Yay, we could use more monoids in Sage.

>
> The creation of the monoid (Parent and Element) is described very well 
> in [1] (and got to understand the category framework a bit more). From 
> an object-orientated point of view, I now would inherit a class for the 
> invertible elements from both, the created monoid element and from 
> GroupElement. This class will have methods only invertible elements have. 
> My question now is, how the interplay between all theses elements (and 
> also parents) is. In particular, when I create an invertible element 
> through my monoid parent, does this already give a group element or do I 
> explicitly have to construct the element via the group parent? How is 
> this handled usually? Is there some (well written ;)) code (some 
> monoid/groups) in Sage, where I can see a similar thing going on? 
>

How I did it for free monoids/groups whose generators are indexed by 
arbitrary sets (indexed_free_*.py) and how I would suggest would be to have 
a class for the monoid element, and then have the group element inherit 
from the monoid element (plus whatever else seems appropriate) and 
implement the inverse there. In implementing the multiplication, you should 
be ending with something like

return self.__class__(self.parent(), data)

Now I would also implement _coerce_map_from_(self, P) for the group (the 
parent) which returns True when P is an instance of the monoid (the parent) 
(which I did not implement for the free group...probably should do that). 
Then I would have the group's _element_constructor_ handle elements from 
the monoid and spits out an element of the group. Then the coercion 
framework will take care of the rest.

I don't know of a specific place where this is currently for 
monoids/groups. There's code scattered throughout sage for the 
_coerce_map_from_ (ex. shuffle_algebra.py, symmetric_group_algebra.py in 
the latest beta). I hope that helps, and feel free to cc me on the ticket 
(tscrim) or ask if you have any other questions.

 

> There is also a second question I have (but much more non-specific): My 
> elements can be seen also as functions acting on some set and the monoid 
> operation corresponds to function composition.

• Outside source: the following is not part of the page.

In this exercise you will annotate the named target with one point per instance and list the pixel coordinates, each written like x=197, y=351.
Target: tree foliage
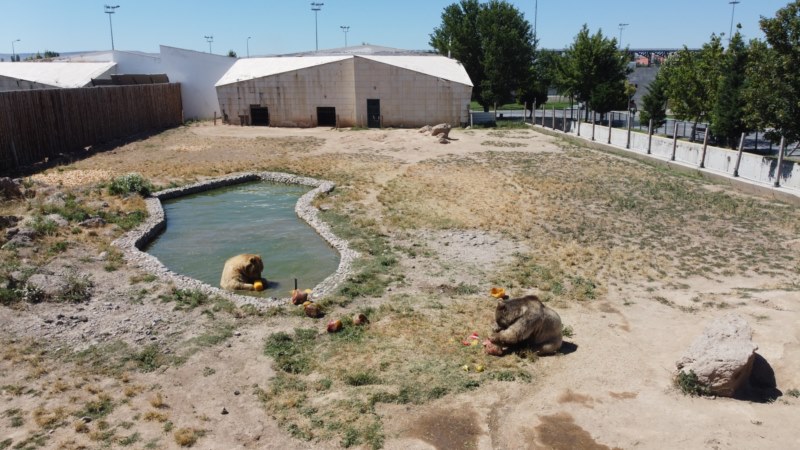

Is there a way to bring 
> this aspect in? (As this question is very vague, I'm happy with every 
> input you can provide.) 
>
>  You can implement a __call__() method to have the elements act as 
functions (although you'll have the implement the function composition and 
possible coercions manually). Alternatively it might be possible for the 
element to inherit from Map or Morphism, and in that case, the coercion 
would be done automatically and you'll want to implement _call_() (with 
only one underscore). I'd suggest trying the latter first.